2.8. PERLAKUAN PANAS

  Perlakuan panas adalah proses pemanasan dan pendinginan pada logam yang dikontrol untuk merekayasa sifat mekanik dan sifat fisiknya tanpa perlu merubah bentuk produknya. Proses manufaktur seperti pengelasan atau proses pembentukan dimana terjadi proses pemanasan dan pendinginan juga mengacu pada proses perlakuan panas. Menurut Love (1986), prinsip pengerjaan panas (heat treatment) yang berhubungan dengan perlakuan pada logam yaitu: a.

  Hardening (pengerasan) Proses hardening atau pengerasan baja adalah suatu proses pemanasan logam dengan cara dipanaskan kemudian didinginkan secara cepat. Tujuannya adalah untuk mendapatkan struktur martensit, semakin banyak unsur karbon, maka struktur martensit yang terbentuk juga akan semakin banyak. Karena martensit terbentuk dari fase austenit yang didinginkan secara cepat.

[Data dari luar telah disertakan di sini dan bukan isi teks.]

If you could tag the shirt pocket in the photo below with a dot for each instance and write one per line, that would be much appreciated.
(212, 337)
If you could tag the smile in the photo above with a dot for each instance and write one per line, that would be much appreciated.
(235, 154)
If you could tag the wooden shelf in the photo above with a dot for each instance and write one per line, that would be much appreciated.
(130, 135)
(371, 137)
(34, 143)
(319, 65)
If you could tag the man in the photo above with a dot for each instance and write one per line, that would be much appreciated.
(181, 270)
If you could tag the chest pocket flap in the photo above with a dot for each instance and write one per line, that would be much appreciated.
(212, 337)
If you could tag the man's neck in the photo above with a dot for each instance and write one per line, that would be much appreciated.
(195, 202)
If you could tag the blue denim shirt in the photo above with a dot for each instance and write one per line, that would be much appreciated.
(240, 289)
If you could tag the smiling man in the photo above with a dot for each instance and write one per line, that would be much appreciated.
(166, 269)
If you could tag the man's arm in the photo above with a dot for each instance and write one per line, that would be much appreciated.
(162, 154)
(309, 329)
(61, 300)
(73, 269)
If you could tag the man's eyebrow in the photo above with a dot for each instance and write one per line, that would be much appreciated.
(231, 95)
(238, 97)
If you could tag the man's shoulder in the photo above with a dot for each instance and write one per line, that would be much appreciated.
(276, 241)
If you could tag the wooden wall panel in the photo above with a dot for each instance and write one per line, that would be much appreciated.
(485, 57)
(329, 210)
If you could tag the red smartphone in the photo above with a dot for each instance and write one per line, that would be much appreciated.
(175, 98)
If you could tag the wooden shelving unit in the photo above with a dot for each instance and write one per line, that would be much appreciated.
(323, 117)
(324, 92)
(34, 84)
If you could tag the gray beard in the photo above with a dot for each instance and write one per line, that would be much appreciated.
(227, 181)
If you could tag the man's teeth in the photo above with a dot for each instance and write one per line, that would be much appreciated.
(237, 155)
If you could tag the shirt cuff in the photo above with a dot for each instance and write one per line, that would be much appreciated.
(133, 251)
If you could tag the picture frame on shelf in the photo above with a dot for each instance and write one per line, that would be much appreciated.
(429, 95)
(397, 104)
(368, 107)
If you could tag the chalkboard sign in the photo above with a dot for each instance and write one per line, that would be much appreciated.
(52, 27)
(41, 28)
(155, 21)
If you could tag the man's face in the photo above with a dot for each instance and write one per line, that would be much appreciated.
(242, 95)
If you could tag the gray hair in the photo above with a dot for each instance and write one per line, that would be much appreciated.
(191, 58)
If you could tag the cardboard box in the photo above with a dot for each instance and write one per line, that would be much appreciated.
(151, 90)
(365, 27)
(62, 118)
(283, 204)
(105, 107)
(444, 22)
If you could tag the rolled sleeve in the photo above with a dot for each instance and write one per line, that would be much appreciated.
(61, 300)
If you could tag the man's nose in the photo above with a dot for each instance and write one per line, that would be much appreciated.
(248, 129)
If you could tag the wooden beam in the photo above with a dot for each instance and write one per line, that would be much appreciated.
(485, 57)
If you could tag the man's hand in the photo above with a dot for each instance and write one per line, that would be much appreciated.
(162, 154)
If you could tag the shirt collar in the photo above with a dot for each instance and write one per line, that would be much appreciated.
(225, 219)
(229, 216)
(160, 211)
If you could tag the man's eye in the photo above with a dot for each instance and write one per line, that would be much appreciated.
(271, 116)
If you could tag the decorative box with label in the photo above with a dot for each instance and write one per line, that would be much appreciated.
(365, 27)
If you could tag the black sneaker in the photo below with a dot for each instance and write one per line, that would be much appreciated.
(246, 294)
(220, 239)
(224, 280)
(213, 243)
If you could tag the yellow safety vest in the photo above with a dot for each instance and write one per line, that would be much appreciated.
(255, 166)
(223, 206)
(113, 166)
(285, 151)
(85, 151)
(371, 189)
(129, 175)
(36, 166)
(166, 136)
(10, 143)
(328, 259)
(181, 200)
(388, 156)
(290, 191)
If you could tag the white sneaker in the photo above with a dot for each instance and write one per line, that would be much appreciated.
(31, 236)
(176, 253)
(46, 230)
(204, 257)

  Proses hardening atau pengerasan baja adalah suatu proses pemanasan logam sehingga mencapai batas austenit yang homogen. Untuk mendapatkan kehomogenan ini maka austenit perlu waktu pemanasan yang cukup. Selanjutnya secara cepat baja tersebut dicelupkan ke dalam media pendingin, tergantung pada kecepatan pendingin yang kita inginkan untuk mencapai kekerasan logam b.

  Full Annealing (pelunakan) Proses full anneling atau melunakkan logam merupakan proses pemanasan logam, kemudian didinginkan secara perlahan-lahan untuk membentuk suatu struktur perlit dengan menggunakan media pendingin udara atau pendinginan dalam furnace. Proses anneling bertujuan untuk mengurangi tegangan sisa, meningkatkan ketermesinan dan menghaluskan bentuk butiran logam.

  c.

  Normalising

  Normalising adalah suatu proses pemanasan logam di atas suhu kritis atas kemudian didinginkan secara perlahan-lahan dan dibiarkan dingin di udara terbuka.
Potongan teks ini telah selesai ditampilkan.